Pirates, de Michael Crichton
Quatrième de couverture :
1665. La Jamaïque est une petite colonie britannique perdue au milieu des possessions de l’Empire espagnol. Port Royal, capitale de l’île, n’est pas un endroit où s’établir si l’on veut vivre centenaire : c’est un véritable coupe-gorge où se bousculent aventuriers, loups de mer, filles de mauvaise vie et autres repris de justice. Du point de vue du capitaine Edward Hunter, cependant, la vie sur l’île est riche de promesses. Il faut juste s’y entendre un peu en matière de piraterie…
La rumeur circule justement qu’un navire chargé d’or est à quai dans le port voisin de Matanceros. Gouvernée par le sanguinaire Cazalla, l’un des chefs militaires favoris du roi d’Espagne, l’île est réputée imprenable. Qu’à cela ne tienne ! Hunter met rapidement sur pied une équipe pour s’emparer du galion. Une femme pirate, fine gâchette dotée de la meilleure vue des Caraïbes, un ancien esclave, muet doué d’une force herculéenne, un vieillard paranoïaque expert en explosifs, et le plus remarquable barreur du Nouveau Monde seront ses compagnons de voyage…
Taillé pour devenir un blockbuster hollywoodien
Michael Crichton a vendu un gros paquet de romans (plus de 200 millions nous dit Wikipedia, une paille quoi !), et pourtant je n’en ai lu qu’un seul, le fameux « Jurassic park » (dans mes souvenirs plus développé que le film et que j’avais beaucoup aimé, mais j’étais ado à l’époque…). Mais Michael Crichton était aussi en contact étroit avec le cinéma d’Hollywood, en témoignent ses nombreux récits qui ont été adaptés en longs métrages (« Jurassic park » et « Le monde perdu » bien sûr puis toute la ribambelle de films basés sur ce qui est devenu une franchise, mais aussi « Sphere », « Le 13ème guerrier », « Harcèlement »…). Et voilà que l’envie de lire un roman de pirates me fait croiser la route de ce récit publié à titre posthume (décédé en 2008, Michael Crichton travaillait toujours sur ce roman qui finit par paraître en 2009). Avec ce qui est dit plus haut, mon ressenti ne sera pas une véritable surprise…
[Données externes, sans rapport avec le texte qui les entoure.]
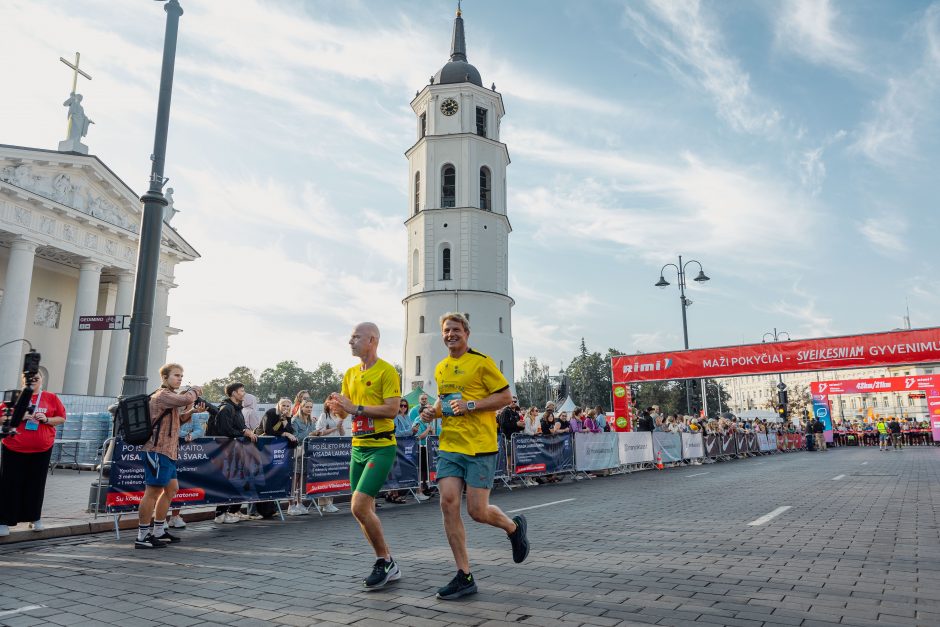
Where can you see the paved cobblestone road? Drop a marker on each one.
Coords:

Car comme l’indique le titre de cette chronique, « Pirates » est en effet un festival d’action, d’actes héroïques et abracadabrantesques, de batailles navales et de trahisons, le tout avec une galerie de personnages très typés. Autant d’aspects dont se nourrit le cinéma hollywoodien et « Pirates » a en effet tout ce qu’il faut pour être adapté en un bon gros blockbuster (Steven Spielberg s’est d’ailleurs déclaré intéressé) qui tiendrait la dragée haute à un « Pirates des Caraïbes », la loufoquerie en moins.
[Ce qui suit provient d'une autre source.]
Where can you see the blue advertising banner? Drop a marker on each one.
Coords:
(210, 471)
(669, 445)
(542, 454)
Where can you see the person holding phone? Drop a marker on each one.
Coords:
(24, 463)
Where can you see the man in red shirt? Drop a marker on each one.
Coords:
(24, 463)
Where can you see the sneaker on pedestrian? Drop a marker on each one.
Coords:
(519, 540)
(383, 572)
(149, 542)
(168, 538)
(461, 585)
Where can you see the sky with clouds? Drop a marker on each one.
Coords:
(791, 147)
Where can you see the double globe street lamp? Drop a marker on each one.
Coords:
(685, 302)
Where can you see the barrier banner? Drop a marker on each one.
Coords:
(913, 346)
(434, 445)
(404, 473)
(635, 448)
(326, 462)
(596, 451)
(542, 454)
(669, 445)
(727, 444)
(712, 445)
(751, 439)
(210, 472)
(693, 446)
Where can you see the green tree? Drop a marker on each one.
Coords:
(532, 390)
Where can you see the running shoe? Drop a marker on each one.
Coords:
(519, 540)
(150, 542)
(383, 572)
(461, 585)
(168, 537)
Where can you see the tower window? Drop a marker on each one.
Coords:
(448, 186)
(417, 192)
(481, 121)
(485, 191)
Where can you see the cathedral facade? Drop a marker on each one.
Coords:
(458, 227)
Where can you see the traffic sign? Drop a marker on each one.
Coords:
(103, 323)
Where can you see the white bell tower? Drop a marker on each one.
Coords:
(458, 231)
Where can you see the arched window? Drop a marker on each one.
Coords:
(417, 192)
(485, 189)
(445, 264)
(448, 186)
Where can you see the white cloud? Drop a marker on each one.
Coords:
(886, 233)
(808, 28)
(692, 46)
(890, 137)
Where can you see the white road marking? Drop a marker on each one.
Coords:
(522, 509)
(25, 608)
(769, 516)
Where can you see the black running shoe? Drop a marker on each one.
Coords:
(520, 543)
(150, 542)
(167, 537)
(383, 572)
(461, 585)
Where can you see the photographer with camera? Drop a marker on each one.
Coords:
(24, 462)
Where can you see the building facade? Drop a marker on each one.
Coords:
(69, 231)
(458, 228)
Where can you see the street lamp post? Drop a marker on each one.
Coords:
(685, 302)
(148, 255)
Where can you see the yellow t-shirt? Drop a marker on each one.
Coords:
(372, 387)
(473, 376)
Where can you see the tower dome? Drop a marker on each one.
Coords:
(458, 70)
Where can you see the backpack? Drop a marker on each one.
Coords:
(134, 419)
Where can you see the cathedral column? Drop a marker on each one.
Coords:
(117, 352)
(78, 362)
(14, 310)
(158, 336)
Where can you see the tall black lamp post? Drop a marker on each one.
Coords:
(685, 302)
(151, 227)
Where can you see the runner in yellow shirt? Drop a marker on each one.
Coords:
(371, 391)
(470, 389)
Revenons un moment sur l’intrigue. Tout commence avec le gouverneur de Port Royal, Sir James Almont, nommé par le roi d’Angleterre, qui découvre au cours d’une coucherie avec une de ses employées de maison qu’un galion espagnol semble avoir jeté l’ancre non loin d’ici, dans une baie au large de l’île de Matanceros, une zone extrêmement bien protégée par une forteresse espagnole réputée imprenable. S’il est à l’arrêt à cet endroit, c’est qu’il est en difficulté, les galions espagnols ayant l’habitude, pour éviter les attaques de pirates, de naviguer en groupe. Dès lors, si celui-ci n’a pas levé l’ancre après avoir réparé, c’est forcément que ses cales sont trop bien remplies pour prendre le risque de repartir seul. Donc soit il attend la prochaine vague de galions, soit il attend carrément une escorte militaire rien que pour lui. Quoiqu’il en soit, la cupidité de Almont l’amène à converser avec Edward Hunter, corsaire au service de sa Majesté (et pirate à ses heures perdues) pour tenter de s’emparer de ce galion, même si cela semble mission impossible à cause de la redoutable forteresse qui le protège. Il faut faire vite, et Hunter va donc devoir recruter une équipe de choc…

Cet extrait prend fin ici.